Single by T-Pain featuring Chris Brown

from the album RevolveЯ
- Released: March 22, 2011
- Recorded: 2011
- Genre: Pop; pop rock; R&B;
- Length: 3:17
- Label: Nappy Boy; Konvict; Jive;
- Songwriters: Faheem Najm; Chris Brown;
- Producer: Young Fyre

T-Pain singles chronology
| "Boom" (2011) | "Best Love Song" (2011) | "Booty Wurk (One Cheek at a Time)" (2011) |

Chris Brown singles chronology
| "Beautiful People" (2011) | "Best Love Song" (2011) | "She Ain't You" (2011) |

= Best Love Song =

"Best Love Song" is a single by American recording artist T-Pain. The song features Chris Brown and was released as the first official single from his fourth studio album, RevolveЯ, on March 22, 2011. The song was featured in the pilot of The CW TV series Hart of Dixie.

==Background==
The song serves as the first official single from RevolveЯ, following the release of the singles "Take Your Shirt Off", "Rap Song", and "Reverse Cowgirl", which were billed as promotional singles. The song originally featured R&B artist Akon. The song also has background vocals from R&B group One Chance, Jon A. Gordon, Michael A. Gordon (The Gordon Brothers)

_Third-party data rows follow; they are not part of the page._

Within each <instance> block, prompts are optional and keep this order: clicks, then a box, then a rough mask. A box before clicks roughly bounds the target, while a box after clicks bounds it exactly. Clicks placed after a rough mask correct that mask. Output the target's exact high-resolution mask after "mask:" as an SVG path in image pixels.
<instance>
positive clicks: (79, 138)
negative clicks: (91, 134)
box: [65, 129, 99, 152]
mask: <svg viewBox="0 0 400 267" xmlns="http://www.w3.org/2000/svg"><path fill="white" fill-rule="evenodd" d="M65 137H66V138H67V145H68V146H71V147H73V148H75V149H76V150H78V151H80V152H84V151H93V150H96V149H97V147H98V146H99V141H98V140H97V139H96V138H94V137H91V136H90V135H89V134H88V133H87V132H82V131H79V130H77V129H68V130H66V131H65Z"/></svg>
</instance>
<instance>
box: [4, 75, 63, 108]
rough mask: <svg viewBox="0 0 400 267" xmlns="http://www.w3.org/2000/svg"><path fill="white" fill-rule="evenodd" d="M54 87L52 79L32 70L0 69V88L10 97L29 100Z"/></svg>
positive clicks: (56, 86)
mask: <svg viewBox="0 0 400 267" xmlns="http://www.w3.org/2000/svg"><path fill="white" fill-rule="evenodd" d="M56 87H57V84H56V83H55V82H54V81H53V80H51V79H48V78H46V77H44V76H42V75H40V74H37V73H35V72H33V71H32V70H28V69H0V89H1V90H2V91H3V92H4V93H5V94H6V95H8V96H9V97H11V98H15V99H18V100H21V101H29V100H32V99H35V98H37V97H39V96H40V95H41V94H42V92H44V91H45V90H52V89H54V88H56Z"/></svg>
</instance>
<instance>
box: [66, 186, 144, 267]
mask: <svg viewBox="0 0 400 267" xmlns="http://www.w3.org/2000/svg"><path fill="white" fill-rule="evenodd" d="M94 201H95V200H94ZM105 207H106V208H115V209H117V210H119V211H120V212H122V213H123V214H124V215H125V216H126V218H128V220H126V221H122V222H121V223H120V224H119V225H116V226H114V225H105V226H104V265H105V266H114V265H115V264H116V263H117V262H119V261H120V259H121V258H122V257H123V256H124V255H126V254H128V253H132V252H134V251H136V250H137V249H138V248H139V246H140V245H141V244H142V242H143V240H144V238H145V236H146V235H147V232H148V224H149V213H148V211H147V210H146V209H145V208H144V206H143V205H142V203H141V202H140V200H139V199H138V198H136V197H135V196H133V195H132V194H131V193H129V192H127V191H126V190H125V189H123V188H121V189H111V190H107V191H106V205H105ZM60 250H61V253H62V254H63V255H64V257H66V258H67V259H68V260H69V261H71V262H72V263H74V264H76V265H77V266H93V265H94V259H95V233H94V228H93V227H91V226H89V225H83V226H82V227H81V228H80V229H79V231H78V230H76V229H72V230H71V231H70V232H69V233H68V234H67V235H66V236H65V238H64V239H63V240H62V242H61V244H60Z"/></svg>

The song, along with another track from RevolveR, "Separated", was first released to the public by T-Pain himself on February 7, 2011, via Twitter. T-Pain leaked the song himself on Twitter as a response to poor-quality rips of his upcoming music being leaked to the Internet, stating: "Since nobody wants to respect this form of art that you all say we 'love' so much, I'm just gonna go ahead and start leakin the album myself tonight". The song was then officially released as a single in digital download format on March 22, 2011.

==Critical reception==
IGN editor Chad Grichow panned the song: "The only uptempo tune it becomes a hindrance on is "Best Love Song", where Chris Brown and T-Pain make the terrible decision to attempt harmony. The combination of T-Pain's electro-wave vocals and Brown's smooth voice is the sound of soul flat lining." Jon Caramanica of The New York Times compared this song: "T-Pain also makes implicit arguments for himself in the lineage of R&B superhits: “Best Love Song” nods to Rihanna's “Umbrella,” and “Bang Bang Pow Pow,” with its drunken strings, feels like a homage to Sisqo's “Thong Song.” Jesse Cataldo wrote that "T-Pain can still pull in big names but can't provide interesting atmospheres for them to work in."

==Music video==
On May 25, 2011, the official music video for "Best Love Song" was released via VEVO The music video depicts T-Pain and Chris Brown battling against each other to impress a certain girl who also appears in the video. But at the end she goes with another guy. The concept of the video, as well as the battle sequences depicted in the video, is a direct reference to the "battle of the bands" segment from the 2010 film Scott Pilgrim vs. the World.

==Chart positions==

| Chart (2011) | Peak position |
|---|---|
| Australia (ARIA) | 32 |
| Australia Urban (ARIA) | 18 |
| German Black Chart | 28 |
| US Billboard Hot 100 | 33 |
| US Pop Airplay | 33 |
| US Rhythmic (Billboard) | 23 |
| UK Singles (OCC) | 40 |
| UK R&B (The Official Charts Company) | 14 |

==Certifications==

| Region | Certification | Certified units/sales |
| Australia (ARIA) | Gold | 35,000^{^} |
| New Zealand (RMNZ) | Platinum | 30,000^{‡} |
^{^} Shipments figures based on certification alone. ^{‡} Sales+streaming figures based on certification alone.